Brock Hudson, Managing Director at Carl Marks Advisors, shares his views on the impact AI may have on the future of the tech-forward oil & gas industry.
Current Adoption of AI
One key fact facing the oil and gas industry is that the sector is generating data at a quicker pace than the human mind can meaningfully characterize, catalog, and understand, and that pace is accelerating. The challenge is how can all of this data be assimilated and used? According to the International Energy Agency (IEA), large oil companies generate 1.5 petabytes (1015 bytes) of data every day, yet only 1 percent of the data gathered from oilfields is actually analyzed. A common complaint is that most engineers spend more time searching for, extracting, cleaning and modifying data than actually analyzing it.
Artificial intelligence and machine learning could be helpful to integrate under-utilized data from separate and unstructured data streams into digestible statistics which better correlate events and causalities. Given AI’s ability to automate and optimize data-rich processes, it has the potential to mitigate risk, enhance productivity, remove redundancy and reduce operational costs. As such, artificial intelligence is expected to have a continuing technological impact on the oil and gas industry over the coming years.
Most industry experts agree that the rapid analysis afforded by artificial intelligence could result in faster optimized decisions, elevated operating times, decreased delays, enhanced failure prediction, increased reserve recoveries and enhanced safety analysis and accident prevention. However, there has been a reluctance to implement much of this technology — in part due to the aging demographic of decision-makers in the industry, many of whom have lagging technological skills and who fail to fully understand the business proposition of big data, or due to dated business practices or siloed operations.

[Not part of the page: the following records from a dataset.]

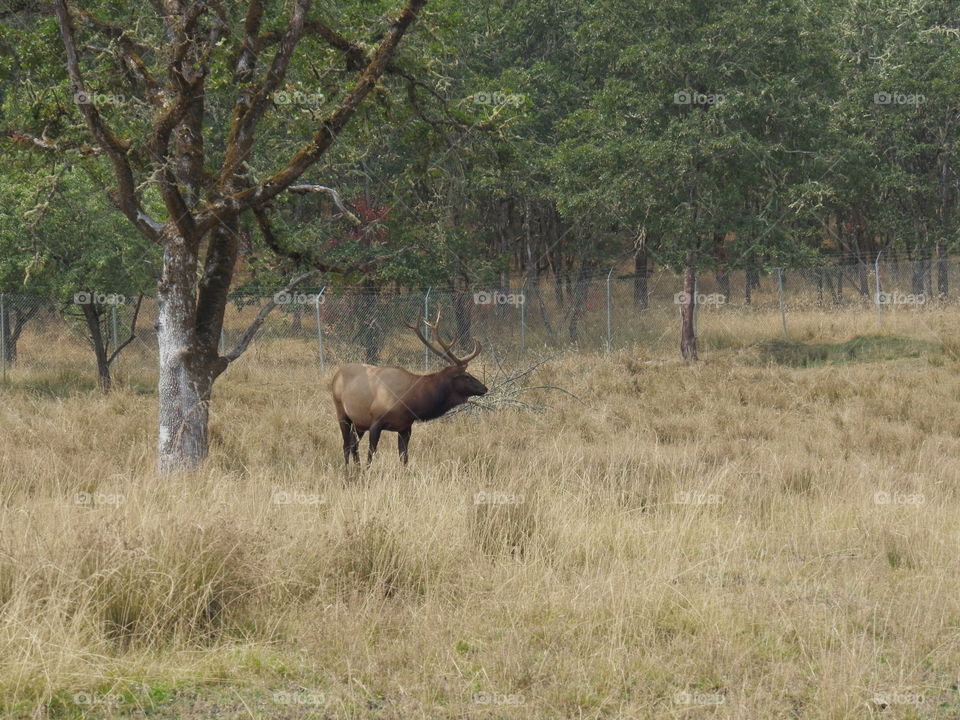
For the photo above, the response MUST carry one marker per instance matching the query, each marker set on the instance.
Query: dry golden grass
(684, 541)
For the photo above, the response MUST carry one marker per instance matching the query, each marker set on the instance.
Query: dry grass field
(773, 532)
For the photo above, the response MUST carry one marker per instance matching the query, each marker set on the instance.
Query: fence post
(426, 314)
(320, 329)
(876, 282)
(609, 326)
(783, 307)
(696, 307)
(3, 336)
(523, 316)
(113, 324)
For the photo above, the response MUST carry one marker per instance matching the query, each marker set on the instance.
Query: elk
(370, 398)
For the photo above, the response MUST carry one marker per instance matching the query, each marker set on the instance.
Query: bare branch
(330, 127)
(128, 198)
(337, 200)
(131, 51)
(248, 110)
(251, 331)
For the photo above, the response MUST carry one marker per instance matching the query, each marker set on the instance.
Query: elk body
(369, 398)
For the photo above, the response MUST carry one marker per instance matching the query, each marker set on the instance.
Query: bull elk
(372, 399)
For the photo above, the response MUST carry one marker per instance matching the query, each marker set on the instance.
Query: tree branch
(337, 200)
(133, 332)
(251, 331)
(249, 109)
(330, 127)
(128, 198)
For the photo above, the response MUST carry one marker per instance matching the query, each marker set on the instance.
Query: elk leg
(374, 440)
(346, 429)
(356, 445)
(403, 440)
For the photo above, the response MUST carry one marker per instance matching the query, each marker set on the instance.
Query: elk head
(462, 383)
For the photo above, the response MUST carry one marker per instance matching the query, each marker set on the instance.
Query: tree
(187, 159)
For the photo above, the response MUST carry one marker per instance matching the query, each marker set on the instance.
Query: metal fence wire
(330, 326)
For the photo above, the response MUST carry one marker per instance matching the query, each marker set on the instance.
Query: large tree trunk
(688, 335)
(189, 336)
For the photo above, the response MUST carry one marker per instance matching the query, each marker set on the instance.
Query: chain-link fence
(329, 326)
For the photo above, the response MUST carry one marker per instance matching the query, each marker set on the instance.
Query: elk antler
(447, 353)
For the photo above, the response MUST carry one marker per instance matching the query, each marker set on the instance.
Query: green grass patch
(862, 348)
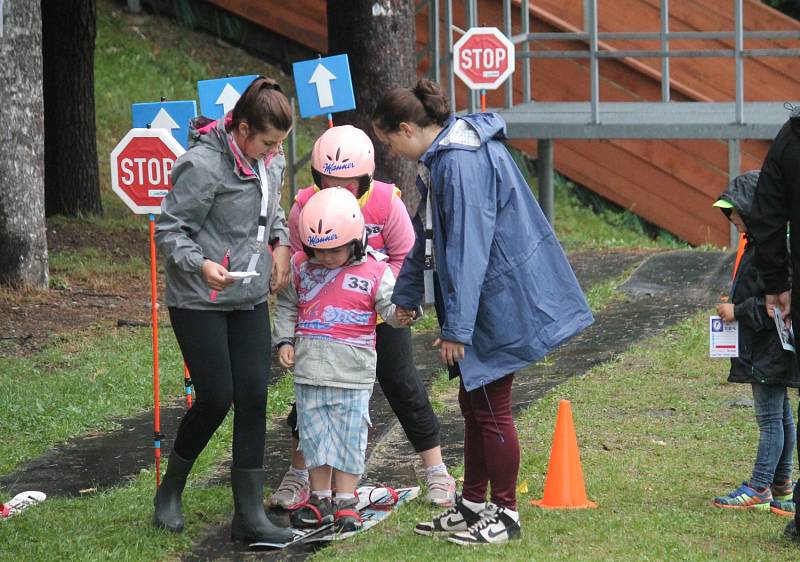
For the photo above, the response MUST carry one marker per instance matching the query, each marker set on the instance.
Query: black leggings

Even though technological applications can effectively cut costs, there is an upfront strategic decision, as well as investment, that must be made to fully assimilate a new technology, such as AI, into existing organizational and decision-making processes. This investment requires the integration of new personnel — historically not considered part of the energy talent pool — into the work stream. For example, data scientists and programmers must be brought on to structure the data and create algorithms and outputs that will provide comprehensive insights to the data.
It is often easier for companies to be on the bleeding edge of technology rather than the cutting edge, and there will probably be reluctance to widespread adoption of artificial intelligence until a new generation of leaders who are more comfortable with big data emerge. A few success stories exhibited by trail blazing industry participants and the emergence of industry standards will help hasten adoption.